Selon une série d'écoutes téléphoniques réalisées en 2007, Silvio Berlusconi aurait procédé à un échange de services avec Agostino Sacca, alors président de la production de la télévision publique RAI Fiction. Silvio Berlusconi aurait demandé que la chaîne embauche certaines actrices et, en échange de ces "faveurs", il aurait appuyé les évolutions de carrière d'Agostino Sacca. Ces écoutes auraient été réalisées par les services fiscaux de Naples dans le cadre d'une enquête pour corruption contre Silvio Berlusconi. En 2007, il était encore leader de l'opposition.Dans l'une des conversations enregistrées, Berlusconi demande à Sacca qu'il embauche pour une de ses productions l'actrice Rosa Ferraiolo, épouse d'un membre du centre gauche, Willer Bordon. L'Espresso ajoute que, ce faisant, il aurait pu convaincre le sénateur Bordon de "changer de camp", et de faire tomber le gouvernement de Romano Prodi.

Ca ne vous rappelle personne en France ?

Le « canard enchaîné » du 25/6/2008

De retour aux commandes en Italie, Berlusconi n'a pas pu s'empêcher de se tailler un statut judiciaire à la mesure de son sort de justiciable éprouvé.
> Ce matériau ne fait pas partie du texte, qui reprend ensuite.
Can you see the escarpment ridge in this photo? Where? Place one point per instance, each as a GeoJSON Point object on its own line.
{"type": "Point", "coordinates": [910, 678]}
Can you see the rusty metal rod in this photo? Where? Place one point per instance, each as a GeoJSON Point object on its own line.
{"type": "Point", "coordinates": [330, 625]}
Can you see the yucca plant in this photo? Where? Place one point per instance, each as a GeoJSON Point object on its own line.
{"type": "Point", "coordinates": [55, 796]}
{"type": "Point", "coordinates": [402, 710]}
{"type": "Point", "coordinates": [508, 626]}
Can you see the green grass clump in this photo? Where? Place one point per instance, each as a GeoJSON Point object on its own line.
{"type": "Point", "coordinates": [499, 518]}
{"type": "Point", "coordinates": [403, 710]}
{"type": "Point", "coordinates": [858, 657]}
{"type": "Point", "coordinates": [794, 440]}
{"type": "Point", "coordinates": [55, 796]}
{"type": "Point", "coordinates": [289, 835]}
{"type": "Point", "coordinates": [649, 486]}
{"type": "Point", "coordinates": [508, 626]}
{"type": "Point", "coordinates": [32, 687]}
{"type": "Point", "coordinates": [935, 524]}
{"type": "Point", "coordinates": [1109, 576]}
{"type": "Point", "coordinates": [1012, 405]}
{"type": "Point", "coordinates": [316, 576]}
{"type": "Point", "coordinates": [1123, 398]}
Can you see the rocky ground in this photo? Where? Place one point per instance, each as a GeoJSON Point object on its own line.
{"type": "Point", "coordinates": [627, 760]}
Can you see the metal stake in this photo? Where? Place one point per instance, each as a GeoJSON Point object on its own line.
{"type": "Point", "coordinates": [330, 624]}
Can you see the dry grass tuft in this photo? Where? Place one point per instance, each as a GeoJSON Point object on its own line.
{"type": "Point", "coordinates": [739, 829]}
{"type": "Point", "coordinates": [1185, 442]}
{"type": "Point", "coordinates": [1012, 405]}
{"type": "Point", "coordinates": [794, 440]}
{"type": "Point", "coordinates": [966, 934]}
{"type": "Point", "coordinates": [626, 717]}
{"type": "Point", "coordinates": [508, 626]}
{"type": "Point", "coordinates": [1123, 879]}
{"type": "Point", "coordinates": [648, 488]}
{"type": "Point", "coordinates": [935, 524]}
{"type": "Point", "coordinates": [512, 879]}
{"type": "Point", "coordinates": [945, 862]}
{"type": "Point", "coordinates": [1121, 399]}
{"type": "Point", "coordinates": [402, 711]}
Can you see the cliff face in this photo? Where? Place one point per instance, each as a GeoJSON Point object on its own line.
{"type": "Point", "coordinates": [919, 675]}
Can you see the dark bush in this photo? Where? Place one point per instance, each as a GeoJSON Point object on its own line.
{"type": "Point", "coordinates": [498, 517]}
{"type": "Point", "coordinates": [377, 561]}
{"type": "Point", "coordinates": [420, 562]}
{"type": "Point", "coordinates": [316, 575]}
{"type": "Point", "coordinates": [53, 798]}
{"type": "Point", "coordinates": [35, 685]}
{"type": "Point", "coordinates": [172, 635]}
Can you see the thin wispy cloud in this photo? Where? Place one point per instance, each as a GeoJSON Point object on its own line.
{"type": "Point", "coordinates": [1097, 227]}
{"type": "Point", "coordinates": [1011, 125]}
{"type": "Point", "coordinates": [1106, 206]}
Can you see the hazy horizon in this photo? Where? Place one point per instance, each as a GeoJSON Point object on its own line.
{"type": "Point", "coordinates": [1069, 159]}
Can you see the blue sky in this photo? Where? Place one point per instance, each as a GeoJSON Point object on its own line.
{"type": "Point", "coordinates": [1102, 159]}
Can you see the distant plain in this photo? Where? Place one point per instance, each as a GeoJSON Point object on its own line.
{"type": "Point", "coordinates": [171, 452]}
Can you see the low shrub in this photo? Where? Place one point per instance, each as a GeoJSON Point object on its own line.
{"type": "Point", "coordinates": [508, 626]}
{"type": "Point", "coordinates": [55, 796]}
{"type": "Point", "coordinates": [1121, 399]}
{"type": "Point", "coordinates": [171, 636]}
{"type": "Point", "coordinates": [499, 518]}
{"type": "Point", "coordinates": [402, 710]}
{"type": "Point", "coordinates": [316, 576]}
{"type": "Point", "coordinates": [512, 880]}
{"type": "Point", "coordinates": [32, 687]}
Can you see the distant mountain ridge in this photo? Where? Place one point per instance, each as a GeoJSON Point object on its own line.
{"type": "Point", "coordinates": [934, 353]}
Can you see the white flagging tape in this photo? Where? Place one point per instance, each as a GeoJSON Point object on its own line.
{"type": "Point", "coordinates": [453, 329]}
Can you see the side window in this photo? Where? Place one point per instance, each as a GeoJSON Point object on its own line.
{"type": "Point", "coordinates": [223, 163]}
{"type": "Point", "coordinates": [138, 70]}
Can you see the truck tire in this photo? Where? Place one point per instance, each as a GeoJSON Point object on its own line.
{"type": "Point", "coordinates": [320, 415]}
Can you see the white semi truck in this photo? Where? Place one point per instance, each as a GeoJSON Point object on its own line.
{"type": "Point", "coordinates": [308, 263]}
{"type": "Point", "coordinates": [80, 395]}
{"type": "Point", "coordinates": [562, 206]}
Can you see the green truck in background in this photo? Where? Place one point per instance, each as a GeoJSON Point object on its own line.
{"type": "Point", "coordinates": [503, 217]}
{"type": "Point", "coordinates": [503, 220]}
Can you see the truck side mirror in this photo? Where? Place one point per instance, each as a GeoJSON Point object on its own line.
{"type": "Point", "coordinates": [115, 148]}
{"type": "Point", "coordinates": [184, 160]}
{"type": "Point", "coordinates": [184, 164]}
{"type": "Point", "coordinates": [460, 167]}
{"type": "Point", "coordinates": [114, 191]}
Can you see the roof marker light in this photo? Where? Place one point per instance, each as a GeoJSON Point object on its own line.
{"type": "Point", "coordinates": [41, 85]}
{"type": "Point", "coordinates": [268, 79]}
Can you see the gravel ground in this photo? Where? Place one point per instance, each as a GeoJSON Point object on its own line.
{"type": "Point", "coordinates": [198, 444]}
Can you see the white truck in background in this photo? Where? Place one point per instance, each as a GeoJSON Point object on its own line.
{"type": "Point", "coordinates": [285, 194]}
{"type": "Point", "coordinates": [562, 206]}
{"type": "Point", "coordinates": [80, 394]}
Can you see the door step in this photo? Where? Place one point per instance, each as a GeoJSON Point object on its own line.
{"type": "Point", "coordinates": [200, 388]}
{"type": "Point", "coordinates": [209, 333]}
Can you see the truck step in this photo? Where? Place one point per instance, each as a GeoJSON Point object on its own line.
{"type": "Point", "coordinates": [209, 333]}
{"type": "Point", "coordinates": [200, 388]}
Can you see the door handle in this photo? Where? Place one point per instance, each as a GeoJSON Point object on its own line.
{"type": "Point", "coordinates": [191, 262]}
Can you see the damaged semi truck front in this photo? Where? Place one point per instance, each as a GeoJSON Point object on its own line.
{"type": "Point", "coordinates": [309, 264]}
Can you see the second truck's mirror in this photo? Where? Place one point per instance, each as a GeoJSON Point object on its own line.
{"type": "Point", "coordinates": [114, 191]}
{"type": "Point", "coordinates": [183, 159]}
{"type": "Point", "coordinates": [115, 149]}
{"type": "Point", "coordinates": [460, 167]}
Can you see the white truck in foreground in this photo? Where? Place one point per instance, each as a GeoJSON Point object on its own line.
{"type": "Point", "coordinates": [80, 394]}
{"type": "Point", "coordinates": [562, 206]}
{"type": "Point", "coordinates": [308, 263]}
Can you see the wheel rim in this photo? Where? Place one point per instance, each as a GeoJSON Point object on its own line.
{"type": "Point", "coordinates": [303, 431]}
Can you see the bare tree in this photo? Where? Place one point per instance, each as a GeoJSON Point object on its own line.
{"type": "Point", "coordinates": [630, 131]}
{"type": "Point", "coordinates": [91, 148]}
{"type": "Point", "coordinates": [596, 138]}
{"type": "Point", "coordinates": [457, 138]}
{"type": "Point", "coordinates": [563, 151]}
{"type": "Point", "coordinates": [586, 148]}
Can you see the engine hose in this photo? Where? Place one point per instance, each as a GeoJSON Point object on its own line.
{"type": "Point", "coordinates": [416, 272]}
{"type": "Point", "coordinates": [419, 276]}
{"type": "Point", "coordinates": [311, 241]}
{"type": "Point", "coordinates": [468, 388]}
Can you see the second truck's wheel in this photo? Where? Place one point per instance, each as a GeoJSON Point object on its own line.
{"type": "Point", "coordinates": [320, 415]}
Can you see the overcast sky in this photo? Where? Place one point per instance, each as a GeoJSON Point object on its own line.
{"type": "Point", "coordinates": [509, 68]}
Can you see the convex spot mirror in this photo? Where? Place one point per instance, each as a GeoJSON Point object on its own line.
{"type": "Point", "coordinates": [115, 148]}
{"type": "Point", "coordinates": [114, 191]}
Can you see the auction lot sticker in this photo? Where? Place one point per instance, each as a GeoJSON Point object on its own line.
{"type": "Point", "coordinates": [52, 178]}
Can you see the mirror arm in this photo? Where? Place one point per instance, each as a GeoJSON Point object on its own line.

Dieu sait pourtant s'il en avait rajouté sur le sujet pendant son quinquennat 2001-2006 : réduction des délais de prescription, possibilité de récuser ses juges, amnistie des fauteurs de constructions abusives (lui même a fait réaliser des travaux sans permis), etc ... la panoplie était large. Il vient de la réendosser ... en faisant adopter un amendement qui suspend pour un an tous les procès ouverts avant juin 2002. Une vraie coïncidence : le cas de figure le concerne directement. Il est suspecté d'avoir versé 600 000 dollars à un avocat anglais pour qu'il témoigne en sa faveur dans deux procès en 1997 et 1998 où il était aussi question de prévarication.